Since blends are not standardized, the various roasts of coffee are how we would refer to the various different types of bean categories, which are: light roast, medium roast, medium-dark roast, and dark roast. Light roast coffees will generally boast the most caffeine while maintaining a light color (and often lighter flavor). Medium roasts are medium brown in color and provide a more balanced flavor and aroma. Medium-dark roasts are a darker brown than the medium beans and boast a stronger and more full-bodied flavor than light and medium. Lastly, dark roasts are dark brown in color and will boast a bitter, smoky taste in the cup.
Other things that factor in to the taste of coffee are the originating country in which the beans are harvested from and the processing techniques that are unique to those region. Also, coffee flavors and tastes can also vary distinctly dependent on how the bean is brewed into the cup – for example, cold press, drip, etc.
Blends of Coffee
There are a variety of different coffee blends around the world today, so choosing one can be a bit difficult. Before we get into what makes a house blend special, here is a quick look at a few different coffee blends.
Breakfast Blends are generally a light roast of coffee that is not overwhelmingly flavorful but is very full of caffeine. They are not known to be full-bodied, like a dark blend, but that does not mean they are weak or watery. Breakfast blends are often described as mild and well balanced; “a perfect start to your day.”
House Blends can often be described as reliable and straightforward – a blend that is a “go-to” in a coffee shop. They are generally seen as a consistent and high-value product that you can count on. The brew of a house blend coffee is different than that of a breakfast blend or espresso roast – meaning that when you pour a cup of a house blend coffee, you should expect to fall somewhere in the middle of a light roast and dark roast and have intermediate flavor. Here at Carta Coffee, our house blends are our Captain's Roast and Meridian Roast coffees.
Dark Roasted Blends are full-bodied, smoky, flavors. Due to extended time in the roaster, the caffeine levels are lower than that of the lighter roasted blends. However, the aroma and flavor are stronger.
House Blends: What Makes Them Special?
House Blend coffee is unique to every coffee shop, every roaster, and every drinker. That is what makes them so unique and so special. The blending and serving process is built entirely on the preference of the roaster and/or distributor. For example, Starbucks describes their House Blend as “the very first blend we ever created for you back in 1971. The one blend that set the course for the way our master blenders and roasters work even today.

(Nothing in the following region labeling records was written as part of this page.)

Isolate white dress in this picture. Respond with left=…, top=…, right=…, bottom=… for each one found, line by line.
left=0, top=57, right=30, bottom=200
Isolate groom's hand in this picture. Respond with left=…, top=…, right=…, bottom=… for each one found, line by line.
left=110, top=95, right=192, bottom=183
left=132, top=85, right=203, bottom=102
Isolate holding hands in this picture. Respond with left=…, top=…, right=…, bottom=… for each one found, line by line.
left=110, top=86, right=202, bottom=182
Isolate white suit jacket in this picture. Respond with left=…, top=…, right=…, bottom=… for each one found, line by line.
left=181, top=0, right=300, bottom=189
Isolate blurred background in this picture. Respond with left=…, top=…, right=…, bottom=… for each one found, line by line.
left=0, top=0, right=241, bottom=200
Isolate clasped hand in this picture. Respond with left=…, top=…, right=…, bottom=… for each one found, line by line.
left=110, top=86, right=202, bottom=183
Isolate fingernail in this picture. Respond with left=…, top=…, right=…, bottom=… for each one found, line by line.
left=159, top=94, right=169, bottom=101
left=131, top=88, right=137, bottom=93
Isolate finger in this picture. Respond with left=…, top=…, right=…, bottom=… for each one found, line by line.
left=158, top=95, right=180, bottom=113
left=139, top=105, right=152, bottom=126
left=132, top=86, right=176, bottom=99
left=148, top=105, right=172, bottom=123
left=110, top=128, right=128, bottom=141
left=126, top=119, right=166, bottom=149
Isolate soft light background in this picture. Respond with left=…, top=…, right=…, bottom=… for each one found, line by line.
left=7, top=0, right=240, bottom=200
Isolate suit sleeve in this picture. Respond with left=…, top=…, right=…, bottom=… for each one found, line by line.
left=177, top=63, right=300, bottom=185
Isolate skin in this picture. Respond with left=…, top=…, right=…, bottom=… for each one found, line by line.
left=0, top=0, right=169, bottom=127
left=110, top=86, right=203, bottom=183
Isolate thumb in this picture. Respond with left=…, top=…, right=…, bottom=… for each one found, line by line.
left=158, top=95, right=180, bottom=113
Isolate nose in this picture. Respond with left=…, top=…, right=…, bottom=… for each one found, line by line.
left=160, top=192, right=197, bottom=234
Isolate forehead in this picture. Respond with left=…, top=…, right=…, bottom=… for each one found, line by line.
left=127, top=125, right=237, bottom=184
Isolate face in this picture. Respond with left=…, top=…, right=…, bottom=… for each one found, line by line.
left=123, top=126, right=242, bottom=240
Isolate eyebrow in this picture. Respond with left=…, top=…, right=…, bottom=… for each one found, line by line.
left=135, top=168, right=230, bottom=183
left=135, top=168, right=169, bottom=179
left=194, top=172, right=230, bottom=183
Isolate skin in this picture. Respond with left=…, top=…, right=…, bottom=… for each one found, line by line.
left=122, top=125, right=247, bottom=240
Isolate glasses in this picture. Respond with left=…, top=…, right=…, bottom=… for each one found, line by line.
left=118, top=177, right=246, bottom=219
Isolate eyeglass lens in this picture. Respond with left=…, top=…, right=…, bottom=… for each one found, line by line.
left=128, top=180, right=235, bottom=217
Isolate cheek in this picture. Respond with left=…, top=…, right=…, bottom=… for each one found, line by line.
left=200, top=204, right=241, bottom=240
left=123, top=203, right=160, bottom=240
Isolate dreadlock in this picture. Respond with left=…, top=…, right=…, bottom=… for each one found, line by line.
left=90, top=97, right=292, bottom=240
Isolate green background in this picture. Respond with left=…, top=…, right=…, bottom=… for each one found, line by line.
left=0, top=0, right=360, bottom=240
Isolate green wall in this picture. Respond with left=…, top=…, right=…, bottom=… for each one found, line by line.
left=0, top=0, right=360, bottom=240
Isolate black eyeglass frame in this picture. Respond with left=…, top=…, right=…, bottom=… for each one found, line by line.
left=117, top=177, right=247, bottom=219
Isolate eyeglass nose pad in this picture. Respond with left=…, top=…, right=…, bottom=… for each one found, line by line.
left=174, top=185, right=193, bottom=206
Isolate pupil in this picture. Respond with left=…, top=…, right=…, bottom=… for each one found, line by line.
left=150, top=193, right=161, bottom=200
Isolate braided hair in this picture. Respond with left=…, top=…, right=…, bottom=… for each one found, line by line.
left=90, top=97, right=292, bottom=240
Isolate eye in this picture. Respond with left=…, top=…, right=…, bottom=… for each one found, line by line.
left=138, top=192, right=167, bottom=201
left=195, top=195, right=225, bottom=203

A true reflection of us and delicious cup of coffee, period.”
Brewing coffee is also an important factor in how the flavors and aromas are represented in the cup. Preference depends on the consumer of the final cup, but there are clear benefits to different brewing styles.
For House Blend coffee, it has been said to taste best when it has been brewed through a Chemex machine. This machine will bring out the smooth texture and purer flavor of the blend. A Chemex is a “slow-and-steady” approach to coffee brewing, similar to a drip machine, but with a filter that is 3 times as thick. The machine keeps the water that is pouring over the beans at an ideal 190 degrees, draws out any excess oil residue on the bean, and provides the smoothest and purest taste of these unique blends.
Coffee can be seen as an art form in itself. From the temperature of the water to the flavors within the bean, making a decent cup of coffee is not as easy as it seems. House Blends are unique based on the time and energy spent harvesting, roasting, tasting and re-tasting to create a unique blend that ends up in your cup.